The Organic Trade Association condemned USDA's action and said the department had "irresponsibly thwarted a fully vetted regulation" overwhelmingly supported by the organic industry and the public. "This most recent egregious attempt by the Department to ignore the will of the organic industry and consumers does not halt our judicial review, but, in fact, furthers our resolve,” Laura Batcha, the group's executive director, said in a statement. OTA has sued USDA over the matter and recently asked for oral arguments in the case to be heard.
The proposed rule was issued just before the Obama administration's departure from office in January 2017. Under its provisions, in order for an animal agriculture operation to receive and maintain organic certification, animals would need to be able to exhibit natural behavior — the ability to sit, walk, stretch and stand without touching other animals or the sides of the pen — as well as having free and clear access to the outside.
Soon after the Trump administration took office, the rule's implementation was delayed several times. Some in the organic sector said it needed to be implemented in order to guarantee that organic certification means something significant. They said that existing standards in the $43-billion organic food industry aren't consistently upheld and that just because a certified organic operation is required to have outdoor access for its animals doesn't mean that it actually does.
Supporting USDA's rule withdrawal were conventional livestock groups. The National Pork Producers Council said the proposed standards weren't based on science. The pork group, which backed USDA's position that the rule was outside the scope of the Organic Food Production Act of 1990, said animal production practices have nothing to do with the basic concept of organic and that the certification process would have become more complex if the rule were in place.
Organic certification is being sought out in the agricultural sector because of its economic and environmental advantages. Meat and poultry products carrying the "USDA Organic" seal are big sellers. Organic meat and poultry sales posted new records in 2016, increasing by more than 17% to $991 million. According to the OTA, sales of organic meat and poultry were expected to surpass the $1-billion mark for the first time in 2017.
Regardless of USDA's withdrawal, supporters of the rule aren't giving up, either on the legal front or on bolstering organic certification. The Real Organic Project is proposing that a new add-on label pilot program be adopted that would certify an operation has adhered to animal welfare and growing practices beyond what the USDA organic seal requires. The group hasn't yet adopted specific criteria, but its board reportedly plans to meet later this month.

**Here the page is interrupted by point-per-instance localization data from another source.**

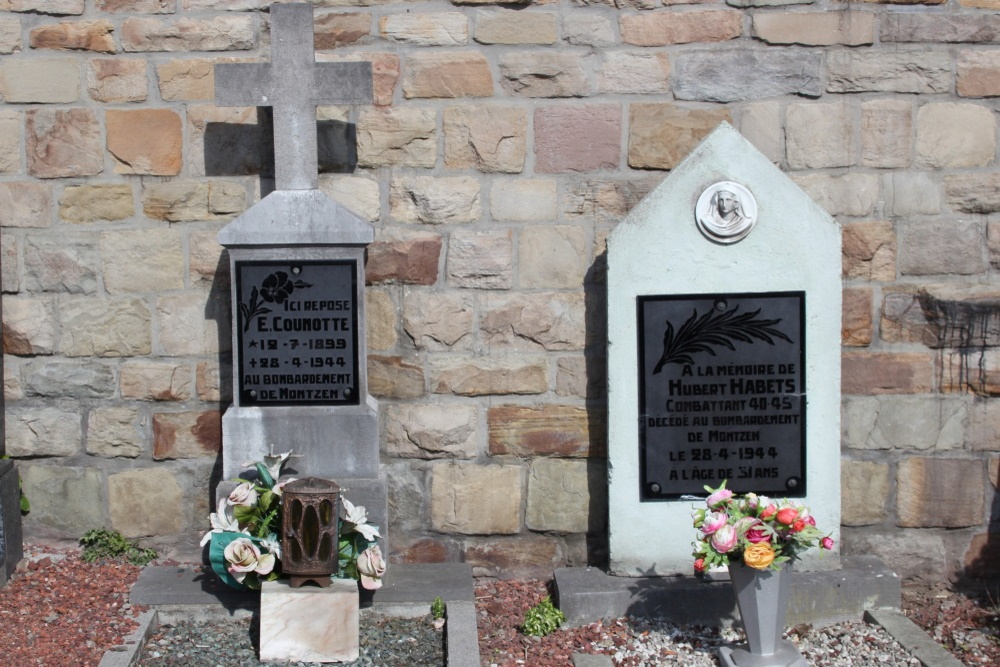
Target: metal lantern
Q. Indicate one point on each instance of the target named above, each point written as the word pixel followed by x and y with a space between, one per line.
pixel 309 537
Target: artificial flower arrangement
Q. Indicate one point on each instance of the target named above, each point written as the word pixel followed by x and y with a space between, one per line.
pixel 764 533
pixel 245 544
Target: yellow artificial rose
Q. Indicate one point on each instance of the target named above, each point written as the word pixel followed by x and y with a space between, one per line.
pixel 759 556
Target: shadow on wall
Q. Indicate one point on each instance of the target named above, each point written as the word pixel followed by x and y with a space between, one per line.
pixel 596 365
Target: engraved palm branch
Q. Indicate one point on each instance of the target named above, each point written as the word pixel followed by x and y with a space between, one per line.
pixel 705 333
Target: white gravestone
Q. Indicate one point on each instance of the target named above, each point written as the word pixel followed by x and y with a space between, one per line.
pixel 724 309
pixel 300 378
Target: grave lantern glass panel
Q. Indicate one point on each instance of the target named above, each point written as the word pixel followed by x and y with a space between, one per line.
pixel 310 537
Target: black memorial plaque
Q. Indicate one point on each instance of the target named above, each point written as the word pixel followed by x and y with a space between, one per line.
pixel 722 394
pixel 297 325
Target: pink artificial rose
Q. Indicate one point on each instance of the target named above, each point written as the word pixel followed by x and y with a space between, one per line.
pixel 787 516
pixel 719 497
pixel 713 522
pixel 724 540
pixel 371 567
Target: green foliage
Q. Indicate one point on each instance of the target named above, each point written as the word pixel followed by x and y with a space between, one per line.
pixel 103 544
pixel 542 619
pixel 437 608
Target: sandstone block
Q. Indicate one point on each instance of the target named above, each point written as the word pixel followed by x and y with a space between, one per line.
pixel 921 423
pixel 481 260
pixel 472 499
pixel 548 430
pixel 433 200
pixel 894 71
pixel 188 79
pixel 577 139
pixel 359 194
pixel 75 36
pixel 630 73
pixel 552 257
pixel 869 373
pixel 185 328
pixel 10 34
pixel 114 432
pixel 68 378
pixel 145 141
pixel 856 327
pixel 973 192
pixel 947 493
pixel 522 556
pixel 730 76
pixel 431 431
pixel 25 204
pixel 543 74
pixel 219 33
pixel 935 28
pixel 929 247
pixel 146 260
pixel 979 73
pixel 51 489
pixel 99 201
pixel 404 257
pixel 851 194
pixel 864 492
pixel 664 28
pixel 489 376
pixel 426 28
pixel 29 326
pixel 10 142
pixel 105 328
pixel 818 136
pixel 869 251
pixel 953 134
pixel 524 200
pixel 397 137
pixel 40 81
pixel 661 135
pixel 561 494
pixel 456 74
pixel 186 435
pixel 331 31
pixel 851 28
pixel 33 432
pixel 145 380
pixel 382 321
pixel 436 320
pixel 392 377
pixel 136 499
pixel 886 128
pixel 506 26
pixel 588 30
pixel 485 138
pixel 542 321
pixel 761 124
pixel 183 201
pixel 63 143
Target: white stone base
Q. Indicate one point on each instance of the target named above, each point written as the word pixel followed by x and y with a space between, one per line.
pixel 309 624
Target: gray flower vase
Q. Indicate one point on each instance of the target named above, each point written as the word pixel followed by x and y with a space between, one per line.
pixel 762 598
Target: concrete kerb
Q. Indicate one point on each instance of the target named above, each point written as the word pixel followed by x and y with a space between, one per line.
pixel 181 593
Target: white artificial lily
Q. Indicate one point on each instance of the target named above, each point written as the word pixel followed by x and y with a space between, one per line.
pixel 357 516
pixel 222 521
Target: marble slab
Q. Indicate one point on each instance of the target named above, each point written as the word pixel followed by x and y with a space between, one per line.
pixel 309 624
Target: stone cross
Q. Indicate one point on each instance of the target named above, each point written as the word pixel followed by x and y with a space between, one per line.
pixel 293 84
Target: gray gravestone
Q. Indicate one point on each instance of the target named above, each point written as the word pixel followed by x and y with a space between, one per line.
pixel 723 352
pixel 300 377
pixel 10 505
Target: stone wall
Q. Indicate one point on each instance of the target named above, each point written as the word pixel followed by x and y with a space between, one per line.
pixel 504 144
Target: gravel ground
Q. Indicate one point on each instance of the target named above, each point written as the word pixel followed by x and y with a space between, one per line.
pixel 58 611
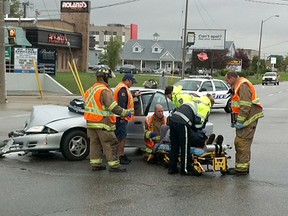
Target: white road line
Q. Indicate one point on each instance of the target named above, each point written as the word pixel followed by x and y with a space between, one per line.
pixel 15 116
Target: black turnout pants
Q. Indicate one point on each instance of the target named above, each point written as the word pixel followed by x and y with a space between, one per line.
pixel 180 136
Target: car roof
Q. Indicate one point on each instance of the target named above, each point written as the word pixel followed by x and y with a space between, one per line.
pixel 201 79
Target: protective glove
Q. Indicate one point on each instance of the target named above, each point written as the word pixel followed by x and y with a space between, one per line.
pixel 153 134
pixel 129 114
pixel 239 125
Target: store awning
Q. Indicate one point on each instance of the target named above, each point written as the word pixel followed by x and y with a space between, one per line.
pixel 21 39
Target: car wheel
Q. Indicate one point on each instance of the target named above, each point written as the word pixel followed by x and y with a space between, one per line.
pixel 227 108
pixel 75 145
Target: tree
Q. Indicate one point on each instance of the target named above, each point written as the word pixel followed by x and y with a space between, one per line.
pixel 15 11
pixel 111 55
pixel 279 61
pixel 240 54
pixel 262 66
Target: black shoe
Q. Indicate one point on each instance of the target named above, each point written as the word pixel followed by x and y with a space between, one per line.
pixel 232 171
pixel 117 169
pixel 211 139
pixel 173 171
pixel 219 139
pixel 123 160
pixel 97 168
pixel 125 156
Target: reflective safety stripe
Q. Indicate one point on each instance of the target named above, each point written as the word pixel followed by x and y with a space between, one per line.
pixel 97 111
pixel 112 106
pixel 254 118
pixel 148 150
pixel 101 126
pixel 115 163
pixel 96 161
pixel 245 103
pixel 240 118
pixel 242 166
pixel 183 117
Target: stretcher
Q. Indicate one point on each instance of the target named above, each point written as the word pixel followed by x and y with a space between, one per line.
pixel 212 158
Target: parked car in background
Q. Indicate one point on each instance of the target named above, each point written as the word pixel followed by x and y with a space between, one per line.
pixel 201 85
pixel 99 66
pixel 57 128
pixel 127 68
pixel 270 78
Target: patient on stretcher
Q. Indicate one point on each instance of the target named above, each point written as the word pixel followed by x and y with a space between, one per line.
pixel 164 144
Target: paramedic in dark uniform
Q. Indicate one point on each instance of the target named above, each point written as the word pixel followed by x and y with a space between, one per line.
pixel 186 127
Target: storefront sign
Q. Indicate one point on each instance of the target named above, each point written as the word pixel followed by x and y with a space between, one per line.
pixel 47 61
pixel 75 6
pixel 7 53
pixel 57 39
pixel 23 60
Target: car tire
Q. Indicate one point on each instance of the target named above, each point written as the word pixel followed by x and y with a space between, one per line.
pixel 228 108
pixel 75 145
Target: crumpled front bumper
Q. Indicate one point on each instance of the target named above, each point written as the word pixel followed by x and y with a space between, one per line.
pixel 30 142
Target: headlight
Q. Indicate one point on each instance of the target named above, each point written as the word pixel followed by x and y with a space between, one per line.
pixel 35 129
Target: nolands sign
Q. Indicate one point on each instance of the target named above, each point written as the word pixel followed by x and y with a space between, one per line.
pixel 75 6
pixel 57 38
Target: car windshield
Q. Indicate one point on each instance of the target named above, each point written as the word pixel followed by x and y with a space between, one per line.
pixel 270 74
pixel 189 85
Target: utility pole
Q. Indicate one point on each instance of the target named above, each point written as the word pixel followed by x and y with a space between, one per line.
pixel 184 39
pixel 2 55
pixel 25 5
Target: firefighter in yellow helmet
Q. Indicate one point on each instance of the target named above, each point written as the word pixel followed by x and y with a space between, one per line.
pixel 247 109
pixel 186 129
pixel 100 110
pixel 175 94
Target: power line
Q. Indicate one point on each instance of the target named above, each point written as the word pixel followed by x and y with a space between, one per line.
pixel 115 4
pixel 266 2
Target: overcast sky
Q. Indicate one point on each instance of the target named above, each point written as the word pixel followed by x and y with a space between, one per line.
pixel 240 18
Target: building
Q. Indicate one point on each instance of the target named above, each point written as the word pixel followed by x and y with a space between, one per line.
pixel 99 37
pixel 153 54
pixel 156 53
pixel 251 53
pixel 67 37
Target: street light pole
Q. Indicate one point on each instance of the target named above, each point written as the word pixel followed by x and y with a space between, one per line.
pixel 260 41
pixel 2 56
pixel 184 41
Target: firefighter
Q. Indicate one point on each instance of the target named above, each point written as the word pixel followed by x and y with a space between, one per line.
pixel 186 129
pixel 152 131
pixel 100 107
pixel 247 110
pixel 175 94
pixel 124 98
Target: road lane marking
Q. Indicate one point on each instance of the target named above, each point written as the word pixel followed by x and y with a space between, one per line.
pixel 15 116
pixel 276 109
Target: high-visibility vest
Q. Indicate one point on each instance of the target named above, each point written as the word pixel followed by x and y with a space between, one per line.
pixel 235 102
pixel 148 141
pixel 130 104
pixel 95 111
pixel 201 108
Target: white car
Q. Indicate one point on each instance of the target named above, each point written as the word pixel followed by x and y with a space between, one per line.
pixel 205 84
pixel 57 128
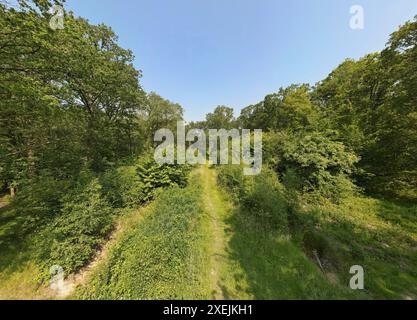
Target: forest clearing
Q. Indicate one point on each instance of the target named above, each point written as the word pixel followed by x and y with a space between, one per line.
pixel 319 202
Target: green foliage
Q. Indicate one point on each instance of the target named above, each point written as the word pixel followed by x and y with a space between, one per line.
pixel 314 163
pixel 71 239
pixel 379 235
pixel 233 180
pixel 163 257
pixel 130 186
pixel 261 196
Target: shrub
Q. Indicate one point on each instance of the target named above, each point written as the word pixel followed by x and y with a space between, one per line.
pixel 322 166
pixel 265 198
pixel 232 179
pixel 261 195
pixel 123 187
pixel 71 239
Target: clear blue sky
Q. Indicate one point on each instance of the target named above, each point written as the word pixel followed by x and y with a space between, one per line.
pixel 203 53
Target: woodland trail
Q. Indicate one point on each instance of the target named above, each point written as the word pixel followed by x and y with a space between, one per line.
pixel 215 207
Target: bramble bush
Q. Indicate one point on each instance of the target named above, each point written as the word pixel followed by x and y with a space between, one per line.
pixel 261 196
pixel 320 166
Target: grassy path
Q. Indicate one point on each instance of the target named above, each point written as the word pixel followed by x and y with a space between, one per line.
pixel 215 208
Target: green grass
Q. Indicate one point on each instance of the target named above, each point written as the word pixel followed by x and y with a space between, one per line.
pixel 263 263
pixel 377 234
pixel 165 256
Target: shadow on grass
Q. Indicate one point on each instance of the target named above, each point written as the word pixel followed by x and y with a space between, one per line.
pixel 274 267
pixel 14 248
pixel 377 235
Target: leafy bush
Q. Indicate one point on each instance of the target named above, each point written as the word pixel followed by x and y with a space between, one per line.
pixel 265 198
pixel 123 187
pixel 130 186
pixel 164 257
pixel 233 180
pixel 317 165
pixel 38 201
pixel 261 195
pixel 71 239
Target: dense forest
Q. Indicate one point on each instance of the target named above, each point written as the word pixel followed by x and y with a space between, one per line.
pixel 80 186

It's uncertain what will happen next and whether legal action, additional certification, consumer action and/or something else not foreseen will occur. Given that a growing number of consumers support organic certification and are willing to pay more for it at retail, there's an incentive for the animal agriculture sector to pay attention and adopt stronger standards on its own. But with the current administration rolling back regulations, particularly those implemented under the previous regime, it's tough to see a way past policy gridlock in this area anytime soon.